Development of a FULly InTellIgent Maintenance FrAmework for PrognosTic Health ManagemEnt of Floating Offshore Wind Turbines (ULTIMATE)

This project aims to develop a fully intelligent solutions to the challenges of prognostic health management of floating offshore wind turbines (FOWT).

The research will develop a Physics Informed Deep Neural Network with Uncertainty Quantification (PIDNN-UQ) for real-time diagnosis and prognosis by combining smart and high precision dataset to address big data problem.

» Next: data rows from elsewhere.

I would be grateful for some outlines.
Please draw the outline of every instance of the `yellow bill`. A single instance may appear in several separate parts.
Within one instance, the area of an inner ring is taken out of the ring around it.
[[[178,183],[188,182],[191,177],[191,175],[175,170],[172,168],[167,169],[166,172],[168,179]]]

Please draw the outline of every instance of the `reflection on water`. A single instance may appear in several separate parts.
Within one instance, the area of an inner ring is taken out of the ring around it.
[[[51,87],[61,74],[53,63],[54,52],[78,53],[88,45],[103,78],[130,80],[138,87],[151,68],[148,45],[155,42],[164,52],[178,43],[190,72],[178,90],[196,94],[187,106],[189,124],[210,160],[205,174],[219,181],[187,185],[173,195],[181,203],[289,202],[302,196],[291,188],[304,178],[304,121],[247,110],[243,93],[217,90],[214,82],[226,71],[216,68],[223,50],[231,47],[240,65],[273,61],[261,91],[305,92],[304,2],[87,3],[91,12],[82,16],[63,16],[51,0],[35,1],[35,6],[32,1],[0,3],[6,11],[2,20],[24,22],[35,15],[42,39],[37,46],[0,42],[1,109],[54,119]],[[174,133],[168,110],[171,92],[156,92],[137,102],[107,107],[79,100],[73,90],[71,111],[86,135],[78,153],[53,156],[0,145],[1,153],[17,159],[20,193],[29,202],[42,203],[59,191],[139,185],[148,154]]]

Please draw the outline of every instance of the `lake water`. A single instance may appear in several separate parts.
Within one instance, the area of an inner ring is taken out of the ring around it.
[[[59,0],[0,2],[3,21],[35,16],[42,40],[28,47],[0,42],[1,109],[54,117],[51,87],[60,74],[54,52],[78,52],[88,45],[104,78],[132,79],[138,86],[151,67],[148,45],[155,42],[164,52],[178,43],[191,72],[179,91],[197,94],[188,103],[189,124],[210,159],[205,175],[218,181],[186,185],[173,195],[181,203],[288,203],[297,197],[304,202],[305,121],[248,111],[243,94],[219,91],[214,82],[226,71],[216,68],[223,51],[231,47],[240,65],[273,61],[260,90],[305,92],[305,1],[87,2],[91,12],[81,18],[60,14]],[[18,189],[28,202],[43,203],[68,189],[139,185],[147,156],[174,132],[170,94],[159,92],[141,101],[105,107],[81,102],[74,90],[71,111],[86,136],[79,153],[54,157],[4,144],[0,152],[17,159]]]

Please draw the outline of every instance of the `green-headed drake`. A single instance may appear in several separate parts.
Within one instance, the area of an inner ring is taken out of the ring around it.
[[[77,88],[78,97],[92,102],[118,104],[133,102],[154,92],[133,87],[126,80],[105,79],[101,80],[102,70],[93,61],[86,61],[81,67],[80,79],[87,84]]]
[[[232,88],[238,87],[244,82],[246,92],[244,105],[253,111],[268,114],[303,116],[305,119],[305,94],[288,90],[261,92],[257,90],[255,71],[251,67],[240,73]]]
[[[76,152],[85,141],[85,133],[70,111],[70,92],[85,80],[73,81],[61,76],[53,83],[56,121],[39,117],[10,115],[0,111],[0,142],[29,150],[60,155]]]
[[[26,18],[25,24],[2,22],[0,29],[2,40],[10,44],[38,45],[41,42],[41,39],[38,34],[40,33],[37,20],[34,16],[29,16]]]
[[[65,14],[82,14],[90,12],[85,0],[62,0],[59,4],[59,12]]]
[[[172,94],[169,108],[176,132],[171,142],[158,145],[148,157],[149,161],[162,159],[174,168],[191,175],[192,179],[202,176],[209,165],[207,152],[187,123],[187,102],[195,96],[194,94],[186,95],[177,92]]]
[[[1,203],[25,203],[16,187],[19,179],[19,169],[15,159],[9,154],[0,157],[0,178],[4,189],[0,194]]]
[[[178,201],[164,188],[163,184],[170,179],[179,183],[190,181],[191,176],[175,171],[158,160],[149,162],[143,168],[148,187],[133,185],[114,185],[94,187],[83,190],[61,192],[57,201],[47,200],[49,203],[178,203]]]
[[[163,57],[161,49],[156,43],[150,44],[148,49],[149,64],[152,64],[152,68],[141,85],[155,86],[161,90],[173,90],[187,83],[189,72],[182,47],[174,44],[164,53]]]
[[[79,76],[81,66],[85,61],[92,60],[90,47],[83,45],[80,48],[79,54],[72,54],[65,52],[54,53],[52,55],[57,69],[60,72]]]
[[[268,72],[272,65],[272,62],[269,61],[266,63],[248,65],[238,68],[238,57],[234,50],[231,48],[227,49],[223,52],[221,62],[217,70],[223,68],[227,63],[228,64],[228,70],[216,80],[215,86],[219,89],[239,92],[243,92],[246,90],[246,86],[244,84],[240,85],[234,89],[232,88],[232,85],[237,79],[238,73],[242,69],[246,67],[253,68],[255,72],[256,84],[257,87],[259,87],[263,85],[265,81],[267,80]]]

Numerical simulations of FOWT in coupled multi-physical fields will be conducted to investigate fatigue behaviours and mechanisms.

Smart (data-centric) databases of fatigue mechanisms for accurate modelling and analysis of FOWT will be devloped to facilitate realt-time diagnosis and prognosis.

The study will design and implement multi-tasking PIDNN-UQ models with physics-informed capability to improved model's knowledge and uncertainty quantification. This will enable the model to diagnose, quantify and predict the remaining useful lifetime of FOWTs.

Experimental and field data from Hywind 5 x 6MW FOWTs (Floating wind farm) and open source data from fixed bottom wind turbines (RAVE) would be used to validate and examine the performance of the ULTIMATE.

Outcomes of the research will contribute to advances in predictive maintenance, understanding of operation and performance of FOWT in real time.

This project will also contribute to knowledge in machine learning application to offshore engineering and renewable energy systems.

This will enhance curriculum development in O&M, structural integrity, data science and applied mathematics. engineering, mathematical theories of intelligent operation and maintenance of mechanical systems.

The project benefits the industry by developing intelligent maintenance methodologies based on PHM methods that delivers optimal FOWT operation with minimal human interface and improved safety and reliability.